July 6, 2012 - Friday of the Thirteenth Week in Ordinary Time

Amos 8:4-6, 9-12
Psalm 119:2, 10, 20, 30, 40, 131
Matthew 9:9-13


In the first reading we hear about people who are consumed with desire. Even during the day of rest, all they can think of is the object of their desire. “When will this feast or Sabbath be over”, they wonder, “so that we can get back to business.” And what business? Their desire for profit is so great that they cheat and steal and lie.

Oh that we would have a desire for God like their desire! The children of this world are always wiser in their ways than the children of the kingdom. If only I could be as motivated to serve God as some people are to make a million dollars. There are people who will sacrifice every good thing for money and fame. How is it then that I find it so difficult to give up mediocre things in order to follow God?

Perhaps this is what Jesus means when he says that he wishes we were hot or cold rather than lukewarm. If we were cold, like these merchants who have a great desire to get back to cheating and stealing, who can barely contain themselves through one day off, then we could turn this desire to something good. Which is easier, to work up a desire that we do not have or to redirect a strong desire in the wrong direction?
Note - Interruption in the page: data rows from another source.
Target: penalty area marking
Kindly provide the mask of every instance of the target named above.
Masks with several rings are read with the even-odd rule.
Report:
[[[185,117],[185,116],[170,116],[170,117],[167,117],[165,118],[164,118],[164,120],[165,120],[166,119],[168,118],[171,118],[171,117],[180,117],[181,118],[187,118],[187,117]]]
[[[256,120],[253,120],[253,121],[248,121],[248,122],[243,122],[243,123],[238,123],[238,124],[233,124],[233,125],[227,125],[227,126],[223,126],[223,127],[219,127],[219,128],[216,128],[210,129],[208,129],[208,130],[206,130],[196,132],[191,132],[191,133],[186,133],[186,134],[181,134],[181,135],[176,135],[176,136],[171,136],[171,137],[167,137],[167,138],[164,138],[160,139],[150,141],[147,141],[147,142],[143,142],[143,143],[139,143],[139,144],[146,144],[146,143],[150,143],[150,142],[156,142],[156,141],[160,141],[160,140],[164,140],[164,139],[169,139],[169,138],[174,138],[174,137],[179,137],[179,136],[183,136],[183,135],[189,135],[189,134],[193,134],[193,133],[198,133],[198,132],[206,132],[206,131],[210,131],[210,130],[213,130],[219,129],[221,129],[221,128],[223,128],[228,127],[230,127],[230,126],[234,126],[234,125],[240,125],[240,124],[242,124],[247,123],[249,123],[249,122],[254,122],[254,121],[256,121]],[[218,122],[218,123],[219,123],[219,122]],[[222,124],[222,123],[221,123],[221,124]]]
There are many examples of saints who redirected misguided desires. St. Ignatius was a soldier who loved glory in battle, and he became a soldier of Christ. St. Matthew, as we read in the Gospel today, went from collecting taxes, being so in love with money that he collaborated with the Roman government, to being in love with Jesus Christ.

I do not know if it is easier to redirect a desire or create a desire. The point is to have a strong desire. If your desire is weak, the thing is to strengthen it. If you have a strong desire for something inferior to God, consider how you can turn it to him. I think we have need of a little of both. I need to desire God more, and I need to turn my desires to him. I do not have the strong desire for God that the saints had, but I can take comfort in my desire to have a desire for God. So long as I do not let go of this desire for a desire, there is a chance for me.